World-first judicial vote is 'a blind date with democracy'
The Guardian Weekly
|June 06, 2025
On a heat-dazed afternoon in Culiacán, the capital of Mexico’s Sinaloa state, a speaker by the cathedral was droning through an advert for the judicial elections on a loop when a plume of smoke appeared in the sky. A flicker of agitation ran through the plaza.
After months of cartel conflict, Sinaloa is on edge.

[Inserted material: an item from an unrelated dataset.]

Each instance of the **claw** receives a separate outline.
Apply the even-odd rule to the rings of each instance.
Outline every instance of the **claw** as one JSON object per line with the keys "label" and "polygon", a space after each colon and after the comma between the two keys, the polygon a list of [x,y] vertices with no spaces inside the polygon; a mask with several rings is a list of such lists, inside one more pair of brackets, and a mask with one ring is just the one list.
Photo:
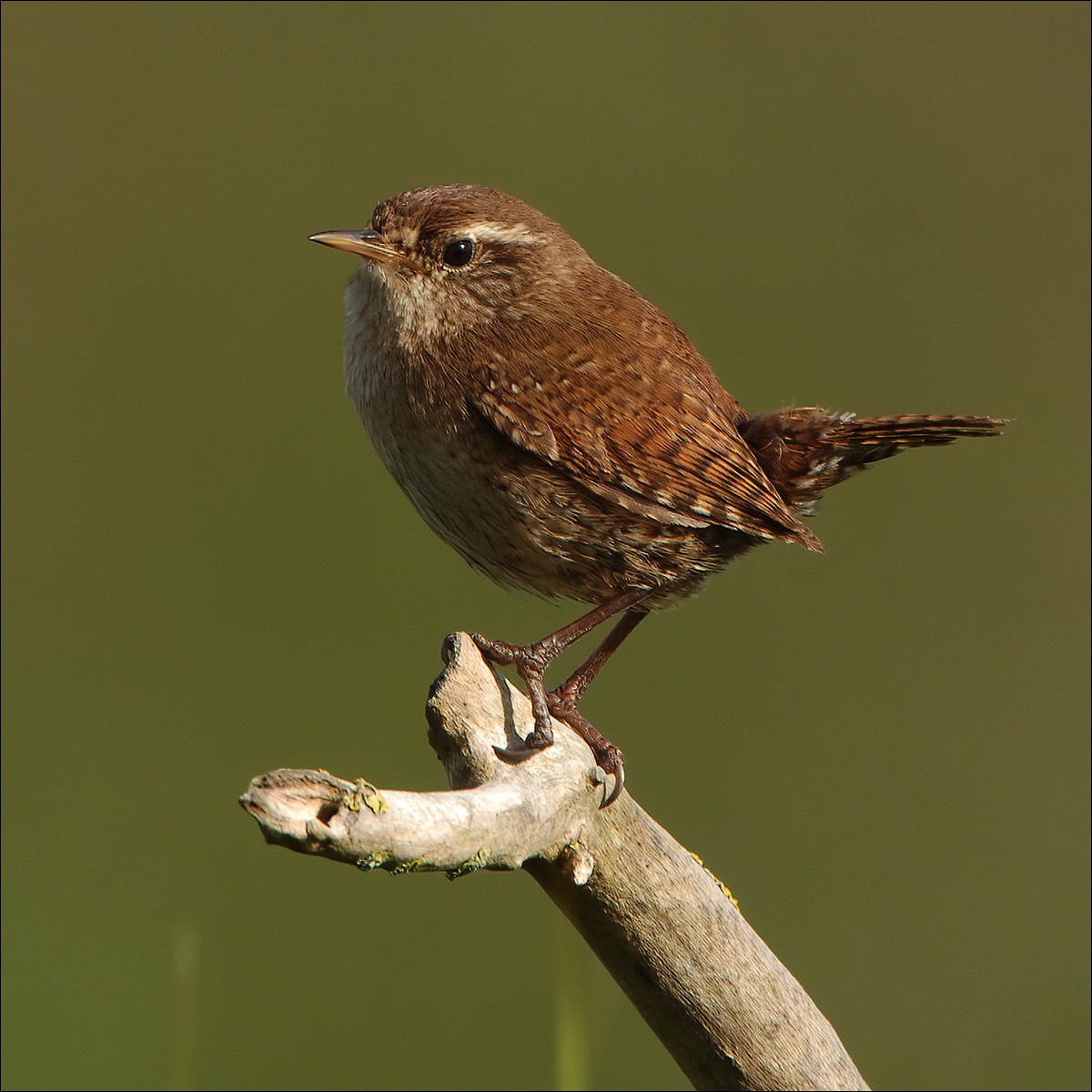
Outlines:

Yet last Sunday, it and the rest of Mexico began the process to elect every judge in the country, from local magistrates to supreme court justices, by popular vote.
It is a world-first democratic experiment, but one that prompted warnings of low turnout, a political power grab and infiltration by organised crime.
The reform is the most radical move by the governing Morena party and its allies since they won a congressional supermajority last year allowing them to change the constitution at will.
Few disagree that Mexico’s judicial system needs change. Justice is inaccessible to many, corruption is commonplace and impunity is rampant. Morena claims its reform will address these issues by making the judiciary more responsive to popular opinion.
But critics say it will bulldoze the separation of powers and, by throwing the doors open to less-qualified candidates whose campaigns may be backed by opaque interests, it could aggravate the very problems it seeks to solve.